Yes, there is no a "to be" verb. This example isn't an exception, when you make an adjective definite (adding al in front) you are making it part of the noun "Dou Happy" (in english it might be better to say Dou (the) Happy) vs without the al you would be saying "Dou is happy"
Both are the same in Arabic..
When the two words are found alone, a copula (is) is implied : Duo (is) Kareem
When saying, for example, "Innahu Duo Kareem إنَّه دوو كريم ", you certainly only mean : "He is a generous Duo " because you've already put the verb-like word (inna إنّ).
Naturally, we always consider this 2-word structure as " Duo is Kareem ". This is the natural way Arabs speak.
I'm just a beginner, but I've read that the third person pronoun is sometimes inserted in MSA nominal sentences, which the following link calls "equative": http://www.llf.cnrs.fr/sites/llf.cnrs.fr/files/evenements/colloques/DG_copula.pdf The reason this interests me: Modern Hebrew can have a zero copula in some circumstances, while in other circumstances uses the third person pronoun, הוא, and also זה
It would work that way in Farsi or something, but in Arabic, the sound /v/ doesn't exist, and in Standard Arabic waaw represents one of two sounds: /w/, a consonant, or /uː/, a long vowel. If you see two in a row, that means one is one and the other is the other. In this case, the first is the consonant, and the second is the vowel, so you pronounce it "duwuu."

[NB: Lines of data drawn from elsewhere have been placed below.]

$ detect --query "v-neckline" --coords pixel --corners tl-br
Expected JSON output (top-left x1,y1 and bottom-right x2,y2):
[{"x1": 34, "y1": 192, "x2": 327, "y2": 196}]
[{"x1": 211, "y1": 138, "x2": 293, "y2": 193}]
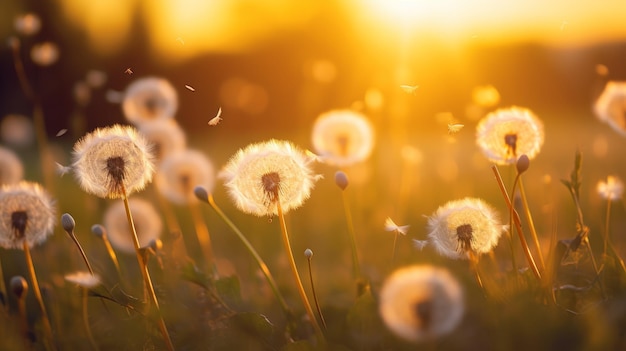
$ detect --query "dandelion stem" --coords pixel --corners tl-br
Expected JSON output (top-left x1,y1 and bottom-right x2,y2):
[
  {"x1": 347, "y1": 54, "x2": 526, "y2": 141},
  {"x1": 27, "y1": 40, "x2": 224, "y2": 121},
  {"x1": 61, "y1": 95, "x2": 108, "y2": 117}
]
[
  {"x1": 276, "y1": 197, "x2": 326, "y2": 345},
  {"x1": 491, "y1": 165, "x2": 541, "y2": 280},
  {"x1": 121, "y1": 187, "x2": 174, "y2": 351},
  {"x1": 82, "y1": 288, "x2": 100, "y2": 350},
  {"x1": 24, "y1": 240, "x2": 56, "y2": 350},
  {"x1": 341, "y1": 191, "x2": 362, "y2": 279},
  {"x1": 307, "y1": 255, "x2": 327, "y2": 330},
  {"x1": 518, "y1": 176, "x2": 545, "y2": 272},
  {"x1": 189, "y1": 203, "x2": 217, "y2": 276},
  {"x1": 207, "y1": 194, "x2": 292, "y2": 317}
]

But isn't "Duo" "Duo Lingo"? You must be an artificial intelligence (not very intelligent) because a normal human being would not be that rigid. Just as you rejected "strange" in preference to "weird". Well, although I know the meaning of "weird", it is not part of my active vocabulary, and I feel it is somewhat judgmental--negatively. I think, people over sixty-five are less likely to use "weird" than those younger. I cannot see myself telling someone, "your husband is weird"; I could see my daughter do so. And I would claim that someone who is weird, is definitely strange. Every time I add a comment to a translation, even a question mark, you mark me wrong.
You cannot add comments to the translations or your answer will be marked incorrect. A computer "looks at" the answers and is programed to accept what it is coded to accept as correct. Extra words can only be "read" as an incorrect response. Also, Duolingo staff and course creators do not, nor can they, read the millions of comments made by people all over the world taking all the classes that they offer. These discussions are for you to ask questions of your follow students about something you don't understand regarding the sentence with which that particular discussion is associated.